Первым из всех их знакомых пришел на побывку с фронта Билл Монро, житель Эмеральд-стрит. За ним — парень с Парк-Гров-стрит и другой с Элдон-террас. Это казалось очень нечестным, потому что Альберт ушел на фронт самым первым. Однажды поднялся шум: Билл Монро отказался возвращаться на фронт, когда вышел его отпуск, и за ним послали военную полицию. Его мать подперла парадную дверь ручкой от метлы, и военной полиции пришлось убрать даму с дороги — они просто вдвоем подняли ее под локти и отнесли в сторону. Нелл, которая в это время как раз шла с работы по Эмеральд-стрит, вспомнила сцену на похоронах Перси.
И тут же испытала второе потрясение при виде полицейского — из обычной, не военной полиции. Ей вдруг показалось, что это Перси. На краткий нелепый миг она испугалась, что он сейчас подойдет к ней и спросит, почему у нее на руке колечко с жемчугом и гранатами, а не другое, с сапфировой крошкой, которое подарил ей он. То кольцо теперь лежало, завернутое в папиросную бумагу, в дальнем углу ящика комода.
Билла Монро в конце концов уволокли, и Нелл не стала задерживаться. Ей было стыдно за него, потому что она увидела страх у него на лице и думала теперь, как отвратительно быть таким трусом. И как непатриотично. Ее очень удивило, что к миссис Монро, которая все еще ярилась, орала и плакала у себя на крыльце, пришло так много женщин — сказать ей, что она поступила совершенно правильно.
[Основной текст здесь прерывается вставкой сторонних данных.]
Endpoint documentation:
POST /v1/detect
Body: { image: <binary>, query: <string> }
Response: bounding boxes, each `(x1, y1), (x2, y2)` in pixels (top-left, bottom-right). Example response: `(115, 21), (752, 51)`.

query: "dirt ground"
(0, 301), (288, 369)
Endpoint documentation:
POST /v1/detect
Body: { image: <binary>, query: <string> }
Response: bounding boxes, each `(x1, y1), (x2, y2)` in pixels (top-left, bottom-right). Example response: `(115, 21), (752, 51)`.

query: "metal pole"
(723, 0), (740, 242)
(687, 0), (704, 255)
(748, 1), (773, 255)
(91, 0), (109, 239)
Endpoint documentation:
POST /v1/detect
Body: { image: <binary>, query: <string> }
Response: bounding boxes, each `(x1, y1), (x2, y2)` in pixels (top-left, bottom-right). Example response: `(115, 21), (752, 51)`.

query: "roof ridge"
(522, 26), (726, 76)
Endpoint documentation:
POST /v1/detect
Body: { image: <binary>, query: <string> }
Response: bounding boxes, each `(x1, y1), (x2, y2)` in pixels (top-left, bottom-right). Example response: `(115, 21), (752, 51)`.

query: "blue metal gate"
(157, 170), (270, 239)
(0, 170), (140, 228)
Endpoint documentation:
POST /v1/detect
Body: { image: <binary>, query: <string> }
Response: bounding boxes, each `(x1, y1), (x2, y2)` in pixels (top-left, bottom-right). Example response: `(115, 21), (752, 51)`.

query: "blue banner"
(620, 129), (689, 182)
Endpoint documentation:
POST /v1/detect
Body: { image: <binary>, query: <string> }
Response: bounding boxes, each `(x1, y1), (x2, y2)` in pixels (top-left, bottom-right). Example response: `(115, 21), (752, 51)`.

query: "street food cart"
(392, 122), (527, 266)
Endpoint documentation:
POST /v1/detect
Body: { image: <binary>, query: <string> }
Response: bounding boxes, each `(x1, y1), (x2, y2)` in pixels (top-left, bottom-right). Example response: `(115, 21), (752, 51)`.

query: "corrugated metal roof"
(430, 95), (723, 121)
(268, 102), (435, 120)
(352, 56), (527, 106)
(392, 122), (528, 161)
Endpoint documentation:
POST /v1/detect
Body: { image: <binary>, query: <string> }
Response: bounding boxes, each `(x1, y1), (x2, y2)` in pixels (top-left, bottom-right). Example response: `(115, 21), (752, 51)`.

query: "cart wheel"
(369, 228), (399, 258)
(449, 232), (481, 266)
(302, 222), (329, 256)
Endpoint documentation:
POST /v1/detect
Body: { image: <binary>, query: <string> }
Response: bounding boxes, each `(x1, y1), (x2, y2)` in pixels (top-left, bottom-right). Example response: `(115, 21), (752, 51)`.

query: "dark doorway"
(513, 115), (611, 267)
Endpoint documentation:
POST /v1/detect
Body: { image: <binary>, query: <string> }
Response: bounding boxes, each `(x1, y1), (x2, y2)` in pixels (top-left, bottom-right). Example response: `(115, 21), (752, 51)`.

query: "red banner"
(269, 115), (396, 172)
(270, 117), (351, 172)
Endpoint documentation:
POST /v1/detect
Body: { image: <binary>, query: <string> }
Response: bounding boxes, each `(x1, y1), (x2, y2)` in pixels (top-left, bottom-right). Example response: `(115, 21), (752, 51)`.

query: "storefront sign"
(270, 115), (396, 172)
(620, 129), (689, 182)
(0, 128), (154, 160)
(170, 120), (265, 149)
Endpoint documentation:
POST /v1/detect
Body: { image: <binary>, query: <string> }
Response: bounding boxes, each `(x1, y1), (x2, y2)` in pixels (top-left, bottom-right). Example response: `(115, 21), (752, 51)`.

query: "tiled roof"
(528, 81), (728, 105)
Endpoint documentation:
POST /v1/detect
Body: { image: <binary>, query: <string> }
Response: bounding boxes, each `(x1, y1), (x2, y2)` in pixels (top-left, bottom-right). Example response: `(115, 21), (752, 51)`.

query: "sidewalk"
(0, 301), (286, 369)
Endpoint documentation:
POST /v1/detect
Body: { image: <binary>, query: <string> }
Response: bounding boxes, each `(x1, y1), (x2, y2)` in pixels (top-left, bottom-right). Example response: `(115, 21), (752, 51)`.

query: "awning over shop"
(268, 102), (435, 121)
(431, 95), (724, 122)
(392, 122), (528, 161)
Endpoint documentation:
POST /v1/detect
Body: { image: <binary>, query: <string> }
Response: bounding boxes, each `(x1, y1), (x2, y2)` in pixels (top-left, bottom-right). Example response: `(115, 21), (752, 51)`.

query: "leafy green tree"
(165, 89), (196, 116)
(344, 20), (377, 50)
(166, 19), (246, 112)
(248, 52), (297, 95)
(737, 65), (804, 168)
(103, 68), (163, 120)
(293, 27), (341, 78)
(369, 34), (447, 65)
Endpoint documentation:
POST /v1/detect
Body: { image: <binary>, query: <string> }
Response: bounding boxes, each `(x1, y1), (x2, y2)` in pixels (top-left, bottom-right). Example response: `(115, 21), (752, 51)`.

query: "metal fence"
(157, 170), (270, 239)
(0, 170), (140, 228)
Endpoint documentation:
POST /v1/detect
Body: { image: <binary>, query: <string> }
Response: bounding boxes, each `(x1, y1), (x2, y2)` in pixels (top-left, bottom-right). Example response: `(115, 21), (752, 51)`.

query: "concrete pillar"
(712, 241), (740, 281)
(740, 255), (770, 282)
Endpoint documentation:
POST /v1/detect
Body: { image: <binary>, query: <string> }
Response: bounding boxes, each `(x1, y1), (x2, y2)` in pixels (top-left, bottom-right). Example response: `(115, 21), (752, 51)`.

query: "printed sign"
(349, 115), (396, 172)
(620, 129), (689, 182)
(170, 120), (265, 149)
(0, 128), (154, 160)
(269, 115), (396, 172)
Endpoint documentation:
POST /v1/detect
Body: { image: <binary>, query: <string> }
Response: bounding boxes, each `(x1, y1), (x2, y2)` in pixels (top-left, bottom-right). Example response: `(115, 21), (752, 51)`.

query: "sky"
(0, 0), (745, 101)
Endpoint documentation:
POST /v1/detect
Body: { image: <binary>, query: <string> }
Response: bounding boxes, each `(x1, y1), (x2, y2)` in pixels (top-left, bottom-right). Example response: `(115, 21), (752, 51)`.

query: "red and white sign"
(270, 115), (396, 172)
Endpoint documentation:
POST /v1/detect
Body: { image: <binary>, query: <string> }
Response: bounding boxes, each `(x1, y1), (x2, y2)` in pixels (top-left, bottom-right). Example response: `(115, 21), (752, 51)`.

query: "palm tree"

Фрэнк пришел на побывку после второй битвы за Ипр: он лежал в госпитале в Саутпорте с заражением крови из-за раны на ноге, и ему дали несколько дней отпуска перед отправкой на фронт. Очень странно — до войны они его едва знали, а теперь он казался старым другом. Когда он постучал в заднюю дверь, Лилиан и Нелл бросились его обнимать, а потом заставили выпить с ними чаю. Нелл побежала и достала селедку, Лилиан стала резать хлеб, и даже Рейчел спросила, как Фрэнк поживает. Но когда они расселись вокруг стола и стали пить чай из лучшего сервиза — с золотыми каемочками и голубыми незабудочками, — Фрэнк обнаружил, что не может выдавить из себя ни слова. Он хотел рассказать им кучу всего о войне, но, к своему удивлению, понял, что аккуратные треугольнички хлеба с вареньем и хорошенькие голубые незабудочки сервиза каким-то образом мешают ему говорить о «траншейной стопе» и крысах, а тем более о множестве разных способов умирания, которые ему довелось наблюдать. Запаху смерти явно нечего было делать в гостиной на Лоутер-стрит, с белоснежной скатертью на столе и лампой под абажуром с бисерной бахромой, в обществе двух сестер с такими прекрасными, мягкими волосами, в которые Фрэнку безумно хотелось зарыться лицом. Он думал все это, жуя бутерброд и отчаянно ища темы для разговора, и наконец нервно сглотнул среди всех этих золотых каемок и незабудок и сказал:
— Вот это отличный чай, а посмотрели бы вы, что мы пьем.
И рассказал им про хлорированную воду в окопах. Но увидел ужас у них на лицах и устыдился, что когда-то хотел говорить с ними о смерти.
Они в свою очередь рассказали ему про Билли Монро, и он возмущался в нужных местах, но про себя мечтал, чтобы и у него была такая мать, которая как-нибудь — как угодно — не дала бы ему вернуться на фронт. Он знал, что, вернувшись туда, погибнет. Он вежливо слушал девушек, пока они описывали ему свои повседневные занятия, показывали вязание — они перешли с одеял для бельгийцев на носки для солдат. Нелл рассказала про свою новую работу, на фабрике солдатского обмундирования, — ее только что сделали бригадиром, потому что у нее есть опыт работы со шляпами, а Лилиан теперь кондуктор в трамвае, и тут Фрэнк поднял брови и воскликнул: «Не может быть!» — потому что не мог представить себе женщину-кондуктора, и Лилиан захихикала. Сестры были слишком живые, и война не смогла проникнуть в разговор — конечно, за исключением того, что Джек здоров и передает привет и что Альберта они совсем не видят, но ему гораздо безопасней за большими пушками в артиллерии, чем было бы в окопах.